Archive for April 30th, 2012

Civil Rights Movement: another “sign #11

April 30, 2012

The Church has always had the duty of scrutinizing the signs of the times and of interpreting them in the light of the gospel”  said the cardinal document of Vatican ll, Gaudium et Spes.(#4).

The next 40 years saw much of the church embracing the signs as manifestations of the Holy Spirit.The Church was not yet societas perfecta, the perfect society containing the totality of truth. The Spirit was destined to break in with even more truth, deeper insights into the nature of life, into a fuller realization of the just society. This was painful to a whole bevy of clerics who thought that they had arrived, that their seminary education was  enough to get them through, to lead eucharistric communities. They were dead wrong. Many had breakdowns, became serious grumps and unless they read and opened themselves up, they would be missing a new inbreaking iof the Holy.

A great example would have been the Civil Rights struggle in the USA. It became obvious that a movement born of solidarity with the weakest was a holy moment.After all when we looked deeply into this secular movement (filled by the way with largely black religious people) one saw a movement built on non-violence (Jesus), one which dramatically upheld the dignity of the human person. Attacking these nonviolent activists was tantamount to rejecting God. Yet many of the white crackers doing the abuse were card carrying members of some branch of the Christian church. Not many Catholics in the south but there were  many Catholic churches which indeed were segregated. They were on the wrong side of history and  of the gospel.

Gaudium et Spes was a powerful motivator. In section 38 it stated hat “Jesus taught us that we too must shoulder that cross which the world and the flesh inflict on those who search after peace and justice.”

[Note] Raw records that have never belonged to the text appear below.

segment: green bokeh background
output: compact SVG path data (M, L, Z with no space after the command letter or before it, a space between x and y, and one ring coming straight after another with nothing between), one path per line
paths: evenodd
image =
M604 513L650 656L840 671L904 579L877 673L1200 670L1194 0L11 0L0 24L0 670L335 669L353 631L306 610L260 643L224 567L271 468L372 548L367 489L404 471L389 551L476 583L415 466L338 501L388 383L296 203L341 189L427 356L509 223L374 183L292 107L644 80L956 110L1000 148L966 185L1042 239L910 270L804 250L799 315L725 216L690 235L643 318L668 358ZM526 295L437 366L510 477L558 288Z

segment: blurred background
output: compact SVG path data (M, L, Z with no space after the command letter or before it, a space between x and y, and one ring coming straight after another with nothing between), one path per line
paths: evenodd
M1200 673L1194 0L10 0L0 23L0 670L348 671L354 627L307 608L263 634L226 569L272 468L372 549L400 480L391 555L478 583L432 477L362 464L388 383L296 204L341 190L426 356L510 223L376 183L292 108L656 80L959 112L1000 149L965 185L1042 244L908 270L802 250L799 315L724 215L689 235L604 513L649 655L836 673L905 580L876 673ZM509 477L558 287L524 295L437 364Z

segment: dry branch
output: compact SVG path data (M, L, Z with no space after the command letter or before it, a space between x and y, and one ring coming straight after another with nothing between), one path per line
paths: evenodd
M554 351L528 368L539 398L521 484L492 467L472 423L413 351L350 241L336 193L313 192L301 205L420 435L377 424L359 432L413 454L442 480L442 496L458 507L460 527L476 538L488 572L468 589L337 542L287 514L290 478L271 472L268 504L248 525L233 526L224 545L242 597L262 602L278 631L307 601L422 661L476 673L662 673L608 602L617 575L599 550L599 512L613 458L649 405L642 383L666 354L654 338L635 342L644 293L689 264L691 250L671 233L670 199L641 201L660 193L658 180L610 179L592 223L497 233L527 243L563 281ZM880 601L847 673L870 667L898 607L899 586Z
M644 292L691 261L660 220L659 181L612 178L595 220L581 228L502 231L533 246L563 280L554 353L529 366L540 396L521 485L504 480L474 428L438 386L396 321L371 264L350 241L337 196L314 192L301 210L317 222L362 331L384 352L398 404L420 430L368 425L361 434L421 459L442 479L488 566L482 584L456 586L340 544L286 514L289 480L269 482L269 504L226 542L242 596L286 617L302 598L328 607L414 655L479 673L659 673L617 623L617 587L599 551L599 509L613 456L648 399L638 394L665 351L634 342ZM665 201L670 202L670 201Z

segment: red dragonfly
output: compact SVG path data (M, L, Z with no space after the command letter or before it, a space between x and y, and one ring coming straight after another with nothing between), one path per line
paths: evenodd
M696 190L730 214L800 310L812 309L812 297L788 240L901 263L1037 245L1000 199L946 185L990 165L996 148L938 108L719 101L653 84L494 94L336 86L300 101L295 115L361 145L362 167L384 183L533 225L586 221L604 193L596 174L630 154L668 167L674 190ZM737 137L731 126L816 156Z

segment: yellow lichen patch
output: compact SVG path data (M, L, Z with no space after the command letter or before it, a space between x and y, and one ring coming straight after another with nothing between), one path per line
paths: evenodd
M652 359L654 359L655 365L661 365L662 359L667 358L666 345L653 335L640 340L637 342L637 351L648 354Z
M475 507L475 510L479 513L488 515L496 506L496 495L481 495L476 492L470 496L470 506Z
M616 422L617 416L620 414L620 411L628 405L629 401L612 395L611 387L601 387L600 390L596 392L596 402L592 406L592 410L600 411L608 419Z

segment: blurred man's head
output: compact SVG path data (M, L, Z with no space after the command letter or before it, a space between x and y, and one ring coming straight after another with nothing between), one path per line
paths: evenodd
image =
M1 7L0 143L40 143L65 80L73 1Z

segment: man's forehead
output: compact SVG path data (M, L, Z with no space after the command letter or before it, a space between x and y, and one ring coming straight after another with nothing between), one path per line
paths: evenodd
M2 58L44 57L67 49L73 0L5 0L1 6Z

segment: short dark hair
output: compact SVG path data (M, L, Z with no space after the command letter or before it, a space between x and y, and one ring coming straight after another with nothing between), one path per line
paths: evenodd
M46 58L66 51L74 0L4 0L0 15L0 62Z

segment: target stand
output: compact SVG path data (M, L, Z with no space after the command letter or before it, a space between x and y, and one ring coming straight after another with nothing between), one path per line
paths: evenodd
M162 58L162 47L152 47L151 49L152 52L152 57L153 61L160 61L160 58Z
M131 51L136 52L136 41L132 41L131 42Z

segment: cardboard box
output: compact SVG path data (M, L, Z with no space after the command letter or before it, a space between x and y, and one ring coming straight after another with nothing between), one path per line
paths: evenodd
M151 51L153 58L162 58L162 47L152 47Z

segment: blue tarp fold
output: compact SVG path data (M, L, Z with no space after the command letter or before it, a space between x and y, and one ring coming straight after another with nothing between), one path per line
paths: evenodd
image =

The Church had read this particular sign and based on the reverence for the human person, a major part of the Jesus ethic. It de facto blessed engagement in the civil rights movement.

So, as was stated in the last essay, it was easy for the Synod of Bishops six years after (1971)  the end of Vatican ll and three years after Martin Luther King’s murder to say that” Action on behalf of justice is a constitutive part of the gospel.”In other words, it is central to being a Catholic Christian.

The next decades we watched as so many bishops, priests, nuns and lay people marched into Latin American history to defend the poorest of the poor.Bishops like the martyred Romero paid the supreme penalty here.He had read the signs of the times and knew his role was on the side of the marginalized in El Salvador.Yet the day he was murdered the Polish pope egged on by terrible information and a poor analysis of Latin American conditions had Romero’s dismissal as archbishop on his desk.

How could he have been so blind? Well for one his right hand man Joseph Ratzinger who had never been active in justice movements listened to the wealthy prelates and their patrons who painted Romero as some Commie dupe, a follower of Marx.

And so it went throughout Latin America. Bishops and lay leaders on the ground who had read the “signs of the times” were brave enough to “shoulder the cross” of the lives of the humiliated poor.That was where Jesus was.That was where the Spirit was. That was where crosses were.

Those decades were shining Spirit moments for the Church.The blood of the martyrs had once again been the seedbed of the Church.

Finally by the mid 80s Pope John Paul ll came to his senses, repudiated the present pope and stated that Liberation theology was necessary.

In the last decades much of the “signs of the times” witness was undone by both John Paul ll and Cardinal Ratzinger. What happened?

Very simply they replaced evangelical giants of the Council, bishops like Romero, Lorscheiders, Casaldaliga, Silva, Girardi, Ruiz, Mendes Arceo, Helder Camara, Cardinal Arns—the list is endless, with pious hacks who were blind to the signs.They retreated once again into the safe precincts of a church disengaged from history.